Apa yang membedakan antara menjadi mahasiswa dengan menjadi siswa?

Pertanyaan semacam ini sesungguhnya sudah berkali- kali saya dengar sejak pertama kali saya menyandang status menjadi seorang mahasiswa. Jawaban dari pertanyaan ini pun sudah pernah diberitahukan pada saya atau saya baca, bahkan saya pikirkan masak- masak.

Dulu ketika saya masih sangat baru menyandang gelar mahasiswa, saya pernah mengikuti sebuah acara bedah film di Himpunan Mahasiswa Falsafah dan Agama. Film yang dibedah berjudul Dead Poet Society dan bersamaan dengan
itu saya dibekali dua buah esai terkait film tersebut, salah satu esai yang diberikan kepada saya berjudul Dead Poet Society: Pesan Perlawanan. Esai ini banyak memberi penjelasan tentang pesan pembebasan yang dibawa film ini dan sang penulis esai yaitu Ai Nurhidayat banyak merelasikannya dengan realitas kehidupan yang dihidupi mahasiswa.

Di Indonesia, seseorang yang belajar pada taraf perguruan tinggi mendapat sebutan mahasiswa. Memang kalau dipikir- pikir gelar kemahaan sebelum kata siswa tidak mungkin diberikan atau ditempelkan secara begitu saja. Pasti ada sesuatu yang membuat sebutan ini kemudian tidak bisa menjadi hanya sebutan saja, melainkan juga merupakan sebuah status dan gelar yang tidak biasa. Menurut esai yang ditulis Ai Nurhidayat, kemahaan dalam kesiswaan mahasiswa bermakna pengamanatan sebuah upaya pemerdekaan kepada mahasiswa yang bertugas untuk memerdekakan Indonesia seutuhnya. Penjelasan ini kemudiaan membawa saya kepada pertanyaan lain yang mungkin saja terdengar bodoh tetapi menurut saya cukup penting untuk diketahui, bagaimana semestinya atau sebaiknya menjadi mahasiswa lantas?

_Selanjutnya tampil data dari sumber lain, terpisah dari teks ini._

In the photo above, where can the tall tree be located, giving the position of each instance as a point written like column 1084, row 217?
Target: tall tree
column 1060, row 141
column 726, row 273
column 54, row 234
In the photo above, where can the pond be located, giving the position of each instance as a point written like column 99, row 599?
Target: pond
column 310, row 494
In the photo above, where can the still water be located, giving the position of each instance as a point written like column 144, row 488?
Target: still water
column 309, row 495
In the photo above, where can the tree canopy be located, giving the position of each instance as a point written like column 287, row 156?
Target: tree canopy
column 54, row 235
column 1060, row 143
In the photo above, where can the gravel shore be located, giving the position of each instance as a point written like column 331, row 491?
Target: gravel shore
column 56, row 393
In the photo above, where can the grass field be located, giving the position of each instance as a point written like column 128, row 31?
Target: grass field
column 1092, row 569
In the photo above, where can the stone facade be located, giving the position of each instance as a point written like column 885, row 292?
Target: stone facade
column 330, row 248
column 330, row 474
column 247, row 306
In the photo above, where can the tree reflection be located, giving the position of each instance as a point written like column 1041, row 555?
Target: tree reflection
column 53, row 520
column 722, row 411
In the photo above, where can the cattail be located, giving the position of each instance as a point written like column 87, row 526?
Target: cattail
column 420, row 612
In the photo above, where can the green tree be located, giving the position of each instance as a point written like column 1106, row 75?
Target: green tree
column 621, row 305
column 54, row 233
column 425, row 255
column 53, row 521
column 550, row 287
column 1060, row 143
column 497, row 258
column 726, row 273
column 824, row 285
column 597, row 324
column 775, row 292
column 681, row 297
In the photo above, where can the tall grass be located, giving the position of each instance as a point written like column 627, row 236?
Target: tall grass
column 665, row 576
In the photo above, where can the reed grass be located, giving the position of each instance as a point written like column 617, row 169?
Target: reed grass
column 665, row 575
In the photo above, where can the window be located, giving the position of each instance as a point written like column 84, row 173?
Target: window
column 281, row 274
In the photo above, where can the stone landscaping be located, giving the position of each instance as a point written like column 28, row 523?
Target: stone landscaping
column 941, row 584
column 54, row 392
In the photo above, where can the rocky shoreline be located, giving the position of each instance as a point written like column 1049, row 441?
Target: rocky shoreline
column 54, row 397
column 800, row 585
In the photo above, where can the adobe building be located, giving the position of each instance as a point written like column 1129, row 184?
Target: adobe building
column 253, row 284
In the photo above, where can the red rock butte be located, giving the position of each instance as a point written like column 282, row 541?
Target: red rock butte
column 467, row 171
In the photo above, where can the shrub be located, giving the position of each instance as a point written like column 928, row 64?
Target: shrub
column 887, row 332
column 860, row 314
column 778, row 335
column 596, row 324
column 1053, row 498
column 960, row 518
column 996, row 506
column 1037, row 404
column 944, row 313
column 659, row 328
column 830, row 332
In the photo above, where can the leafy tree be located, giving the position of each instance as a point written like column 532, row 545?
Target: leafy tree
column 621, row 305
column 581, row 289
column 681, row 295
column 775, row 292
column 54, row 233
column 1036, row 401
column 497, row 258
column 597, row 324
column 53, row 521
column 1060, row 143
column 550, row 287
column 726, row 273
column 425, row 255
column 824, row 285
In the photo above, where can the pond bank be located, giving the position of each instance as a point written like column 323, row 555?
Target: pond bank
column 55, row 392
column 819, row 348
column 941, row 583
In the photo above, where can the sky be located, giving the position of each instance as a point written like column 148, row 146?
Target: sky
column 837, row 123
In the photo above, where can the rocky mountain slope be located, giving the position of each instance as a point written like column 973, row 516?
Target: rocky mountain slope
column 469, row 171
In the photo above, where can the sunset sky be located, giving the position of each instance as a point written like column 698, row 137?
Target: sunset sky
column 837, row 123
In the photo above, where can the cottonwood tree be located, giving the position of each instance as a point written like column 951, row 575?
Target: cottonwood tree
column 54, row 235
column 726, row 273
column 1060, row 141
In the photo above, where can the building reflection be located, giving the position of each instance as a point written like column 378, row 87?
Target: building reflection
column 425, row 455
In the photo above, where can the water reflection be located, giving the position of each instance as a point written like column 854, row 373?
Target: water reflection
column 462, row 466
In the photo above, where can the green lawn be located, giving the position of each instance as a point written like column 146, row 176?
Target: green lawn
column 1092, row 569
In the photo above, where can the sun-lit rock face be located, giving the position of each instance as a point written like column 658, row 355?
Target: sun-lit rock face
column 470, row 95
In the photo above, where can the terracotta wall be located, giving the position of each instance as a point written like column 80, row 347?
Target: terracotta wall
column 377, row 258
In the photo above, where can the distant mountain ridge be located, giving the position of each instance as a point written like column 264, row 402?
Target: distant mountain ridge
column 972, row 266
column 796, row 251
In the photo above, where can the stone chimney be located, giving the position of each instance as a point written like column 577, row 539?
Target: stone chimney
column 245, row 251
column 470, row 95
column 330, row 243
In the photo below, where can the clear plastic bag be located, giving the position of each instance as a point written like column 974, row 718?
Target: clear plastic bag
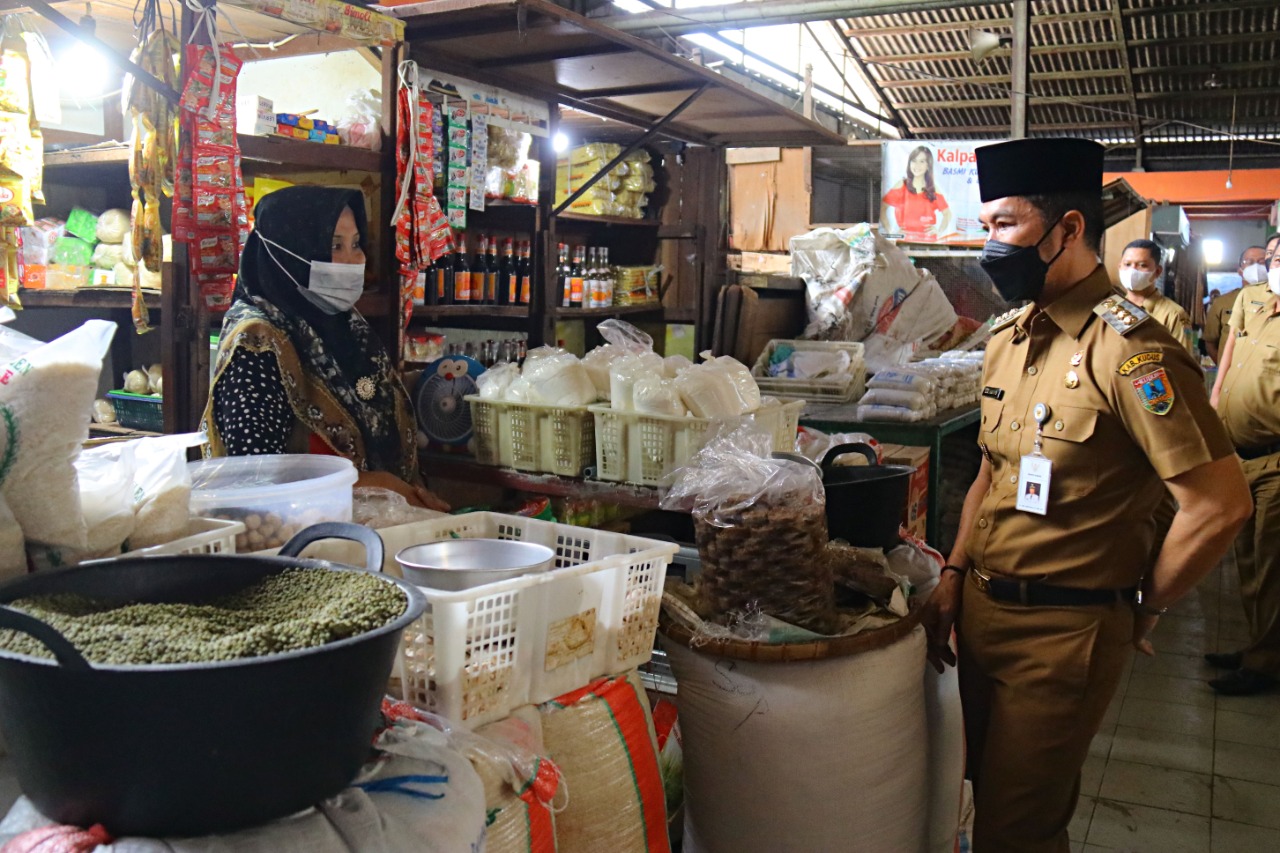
column 161, row 498
column 760, row 527
column 376, row 509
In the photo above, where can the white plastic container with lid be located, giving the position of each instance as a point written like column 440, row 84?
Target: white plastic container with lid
column 274, row 496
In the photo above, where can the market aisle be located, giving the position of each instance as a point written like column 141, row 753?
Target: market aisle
column 1176, row 769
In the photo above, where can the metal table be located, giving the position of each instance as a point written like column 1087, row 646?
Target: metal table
column 922, row 433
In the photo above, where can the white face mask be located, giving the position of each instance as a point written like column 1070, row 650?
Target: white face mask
column 1255, row 274
column 1137, row 279
column 332, row 287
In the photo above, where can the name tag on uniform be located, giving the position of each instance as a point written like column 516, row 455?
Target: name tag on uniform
column 1033, row 484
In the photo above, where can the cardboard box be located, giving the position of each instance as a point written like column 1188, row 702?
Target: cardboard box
column 917, row 511
column 760, row 263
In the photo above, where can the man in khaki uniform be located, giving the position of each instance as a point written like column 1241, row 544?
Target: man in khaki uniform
column 1219, row 311
column 1139, row 276
column 1247, row 395
column 1087, row 396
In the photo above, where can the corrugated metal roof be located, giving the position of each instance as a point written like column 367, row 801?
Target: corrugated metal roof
column 1174, row 72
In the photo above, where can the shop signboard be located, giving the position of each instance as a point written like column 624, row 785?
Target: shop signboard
column 931, row 191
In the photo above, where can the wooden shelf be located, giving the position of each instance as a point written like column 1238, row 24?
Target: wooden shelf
column 256, row 151
column 616, row 310
column 452, row 466
column 105, row 155
column 447, row 311
column 295, row 154
column 611, row 220
column 88, row 297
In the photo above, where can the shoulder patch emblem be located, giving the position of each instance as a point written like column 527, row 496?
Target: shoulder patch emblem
column 1008, row 319
column 1155, row 392
column 1120, row 314
column 1138, row 360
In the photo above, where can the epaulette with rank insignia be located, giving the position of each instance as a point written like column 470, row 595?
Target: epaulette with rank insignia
column 1120, row 314
column 1008, row 319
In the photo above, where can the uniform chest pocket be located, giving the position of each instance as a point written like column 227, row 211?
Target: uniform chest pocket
column 1066, row 442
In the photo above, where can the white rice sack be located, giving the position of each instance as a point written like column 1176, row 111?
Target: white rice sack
column 740, row 374
column 709, row 391
column 560, row 381
column 888, row 413
column 108, row 255
column 901, row 379
column 597, row 364
column 891, row 397
column 13, row 553
column 673, row 365
column 45, row 402
column 113, row 226
column 653, row 395
column 493, row 383
column 625, row 372
column 105, row 478
column 161, row 495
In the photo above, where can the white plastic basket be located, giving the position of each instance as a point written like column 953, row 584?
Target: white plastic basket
column 479, row 653
column 530, row 437
column 632, row 447
column 204, row 536
column 842, row 389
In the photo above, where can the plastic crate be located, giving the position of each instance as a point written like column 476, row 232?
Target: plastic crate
column 204, row 536
column 530, row 437
column 479, row 653
column 845, row 389
column 632, row 447
column 137, row 411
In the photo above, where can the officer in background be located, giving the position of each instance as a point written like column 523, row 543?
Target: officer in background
column 1141, row 272
column 1105, row 410
column 1247, row 395
column 1252, row 270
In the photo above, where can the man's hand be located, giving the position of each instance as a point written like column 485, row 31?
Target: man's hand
column 1142, row 626
column 938, row 617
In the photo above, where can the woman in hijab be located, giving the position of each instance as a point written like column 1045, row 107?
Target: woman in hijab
column 298, row 369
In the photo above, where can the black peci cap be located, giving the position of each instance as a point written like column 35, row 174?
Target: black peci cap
column 1038, row 167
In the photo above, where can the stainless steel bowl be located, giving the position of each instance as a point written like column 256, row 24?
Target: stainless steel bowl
column 462, row 564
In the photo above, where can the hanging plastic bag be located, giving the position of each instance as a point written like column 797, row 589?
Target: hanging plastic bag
column 760, row 527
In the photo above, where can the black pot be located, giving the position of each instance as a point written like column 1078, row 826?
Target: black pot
column 192, row 748
column 864, row 503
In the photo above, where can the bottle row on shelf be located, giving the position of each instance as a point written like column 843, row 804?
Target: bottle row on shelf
column 487, row 278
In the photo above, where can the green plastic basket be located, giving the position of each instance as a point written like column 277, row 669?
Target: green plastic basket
column 137, row 411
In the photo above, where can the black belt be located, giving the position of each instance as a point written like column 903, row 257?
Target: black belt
column 1033, row 593
column 1257, row 452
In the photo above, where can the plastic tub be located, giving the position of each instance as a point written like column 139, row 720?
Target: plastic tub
column 274, row 496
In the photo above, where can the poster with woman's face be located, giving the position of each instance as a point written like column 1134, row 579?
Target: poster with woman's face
column 929, row 192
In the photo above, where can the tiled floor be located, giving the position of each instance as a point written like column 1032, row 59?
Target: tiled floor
column 1175, row 767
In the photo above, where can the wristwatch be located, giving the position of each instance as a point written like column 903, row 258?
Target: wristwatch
column 1143, row 607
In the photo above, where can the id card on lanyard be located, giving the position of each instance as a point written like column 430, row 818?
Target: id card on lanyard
column 1036, row 470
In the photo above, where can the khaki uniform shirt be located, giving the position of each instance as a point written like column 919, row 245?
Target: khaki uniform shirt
column 1127, row 411
column 1169, row 314
column 1216, row 316
column 1249, row 402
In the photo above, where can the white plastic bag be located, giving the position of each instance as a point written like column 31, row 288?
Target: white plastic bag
column 46, row 397
column 493, row 383
column 654, row 395
column 106, row 496
column 161, row 498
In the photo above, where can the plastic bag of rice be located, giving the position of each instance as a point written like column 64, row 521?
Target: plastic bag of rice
column 602, row 738
column 46, row 397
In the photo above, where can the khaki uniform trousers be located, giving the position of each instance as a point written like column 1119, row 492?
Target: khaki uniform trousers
column 1257, row 557
column 1034, row 683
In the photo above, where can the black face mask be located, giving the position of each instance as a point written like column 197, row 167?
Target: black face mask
column 1018, row 272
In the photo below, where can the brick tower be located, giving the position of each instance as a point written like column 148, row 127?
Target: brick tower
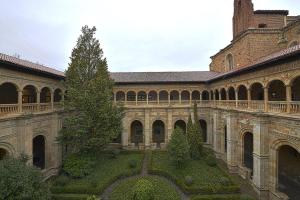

Sebagai seseorang yang selama setahun belakangan telah menyandang status mahasiswa, saya jujur saja masih belum sepenuhnya meresapi jawaban mengapa menjadi mahasiswa berbeda dengan menjadi siswa semata. Bahkan saya belum bisa benar- benar mengakui bahwa diri saya sudah pantas disebut sebagai mahasiswa. Melihat ke sekeliling saya, saya pun kembali bertanya- tanya apakah orang- orang yang disebut mahasiswa ini pun merasa serupa dengan yang saya rasakan?

Dalam beberapa wacana, banyak dibahas bahwa menjadi mahasiswa berarti perlu mendorong realisasi sejumlah komponen yang mungkin masih potensial dalam dirinya yaitu potensi pikiran yang aktif, kritis, nalar, berani dan bertanggung jawab. Bukan hanya itu saja, disebutkan pula melalui Tri Dharma perguruan tinggi mengenai tiga amanat yang mesti diemban mahasiswa: pendidikan dan pengajaran; penelitian; pengabdian. Tetapi berapa banyak kesadaran akan hal- hal ini tertanam di dalam diri mahasiswa Indonesia ketika hari ini saja mahasiswa kerap didorong untuk lulus selekasnya dengan indeks prestasi setingginya. Seolah mereka dikonstruksi untuk tidak menikmati dan menghayati anugerah mahasiswa yang dimiliki.

Lalu, apa bedanya kami dengan siswa sekolah yang didikte terus- menerus untuk menjadi pencetak skor dan hanya diajarkan materi- materi dalam lembaran buku paket?

Kegelisahan ini, tentang bagaimana sejatinya menjadi mahasiswa terus bergaung di tempurung saya. Membuat saya dalam bahasa gaholnya merasa galau. Apakah kegalauan ini terjadi akibat kurangnya informasi dan komunikasi antara saya dan para pendahulu tentang nilai dan budaya mahasiswa? Apakah kegalauan ini terjadi akibat kaderisasi universitas yang kurang berhasil? Atau ini terjadi akibat secara individu saya memang belum memahami hakikat mahasiswa?

Buat saya, penting sekali untuk mencari tahu hal ini segera karena ada keputusan dan sikap yang mesti saya ambil terkait kemahasiswaan yang sekarang ini saya emban.